Cornell Woolrich was one of the top crime writers of his time, though he isn’t as super well known as a couple fedora-wearing others (I supposed in-the-know crime buffs are hip to him, but hey, everyone isn’t in the know all the time)–his time being mainly the 1940s and 50s, though he had outlying books from the 1920s until the 1960s. He wrote under some assumed names, wrote literate (and pretty downbeat by and large) crime and noirish numbers, did some time in Hollywood and had movies made from his books and stories (the most cherished being the Hitchcock classic and generally kick-cinematic-ass Rear Window), and then lived the latter part of his life in a seedy hotel in NY next to or with his mother (who never read a word he wrote). I’m a fan. Not of the living in a seedy NY hotel (though maybe that’s okay, too), but of all the books of his I’ve read. Which leads to the following quote, which is from a book called Fright. Originally published in 1950 (with a dandy Hard Case reprint in 2007) under the name George Hopley, it’s not my favorite book by Mr. Woolrich, but the following quote rings right for today, a frigid day in March, a Tuesday (the gloomiest day of the week), a day that would be best spent musing about life while drinking a host of Manhattans.

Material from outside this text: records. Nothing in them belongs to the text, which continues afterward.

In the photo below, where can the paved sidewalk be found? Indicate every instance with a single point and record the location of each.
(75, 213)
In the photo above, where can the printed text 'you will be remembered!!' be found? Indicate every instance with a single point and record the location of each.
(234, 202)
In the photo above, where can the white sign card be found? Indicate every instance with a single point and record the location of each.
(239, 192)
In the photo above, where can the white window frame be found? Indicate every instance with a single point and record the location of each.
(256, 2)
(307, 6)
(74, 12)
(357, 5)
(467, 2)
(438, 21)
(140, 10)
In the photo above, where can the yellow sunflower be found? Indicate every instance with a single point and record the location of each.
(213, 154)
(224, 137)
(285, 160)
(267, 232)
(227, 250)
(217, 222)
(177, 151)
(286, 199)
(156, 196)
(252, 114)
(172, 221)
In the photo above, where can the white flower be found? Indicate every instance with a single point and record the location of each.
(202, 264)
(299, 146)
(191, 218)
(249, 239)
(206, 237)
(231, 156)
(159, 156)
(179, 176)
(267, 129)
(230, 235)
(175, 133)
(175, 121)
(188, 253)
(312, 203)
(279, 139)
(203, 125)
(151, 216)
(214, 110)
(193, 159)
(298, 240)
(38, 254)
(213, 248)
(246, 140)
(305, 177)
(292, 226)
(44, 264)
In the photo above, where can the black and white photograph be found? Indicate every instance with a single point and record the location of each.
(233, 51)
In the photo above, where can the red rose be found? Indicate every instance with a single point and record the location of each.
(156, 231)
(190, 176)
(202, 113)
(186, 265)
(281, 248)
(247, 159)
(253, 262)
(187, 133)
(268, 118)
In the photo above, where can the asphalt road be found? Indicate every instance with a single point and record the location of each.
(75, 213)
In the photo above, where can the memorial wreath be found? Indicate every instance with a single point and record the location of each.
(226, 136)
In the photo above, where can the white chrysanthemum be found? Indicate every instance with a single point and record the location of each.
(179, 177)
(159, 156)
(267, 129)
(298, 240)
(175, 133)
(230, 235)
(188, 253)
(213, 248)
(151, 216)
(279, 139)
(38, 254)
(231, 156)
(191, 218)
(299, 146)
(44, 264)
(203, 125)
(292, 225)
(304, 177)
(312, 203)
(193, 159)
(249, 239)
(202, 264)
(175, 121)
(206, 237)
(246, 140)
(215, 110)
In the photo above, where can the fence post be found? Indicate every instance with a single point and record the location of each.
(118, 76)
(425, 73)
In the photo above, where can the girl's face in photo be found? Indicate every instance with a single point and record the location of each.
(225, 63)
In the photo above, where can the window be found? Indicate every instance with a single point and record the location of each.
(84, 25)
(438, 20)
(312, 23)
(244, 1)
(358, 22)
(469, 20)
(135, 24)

Sometimes they were like pinwheels, revolving around a single colored center. The bright red cherry of a Manhattan. He must have been looking straight down into his own glass when that happened. He was on Manhattans.


— Cornell Woolrich, Fright

August 26, 2008

Cocktail Talk: Murder With Pictures

Not the best pocket book ever, but still worth a read (and the cover is sweet, with the tag line “the girl stepped over the edge of the tub”), George Harmon Coxe’s Murder with Pictures is a “Kent Murdock Mystery.” Kent’s a photographer, who solves a bit of crime on the side. You could do that in the 1930s. Here are two quotes from the book, both of which are worth repeating.

“A hot bath, a cocktail, and a change of clothes–these made a difference.”

“She contemplated the dress a moment, then stepped over to the bedside table and picked up the cocktail shaker, a severe cylinder on chromium and black enamel. She shook it five or six times, poured dark red liquid into the single silver cocktail cup. Manhattan’s were her favorite. But she had to be careful.”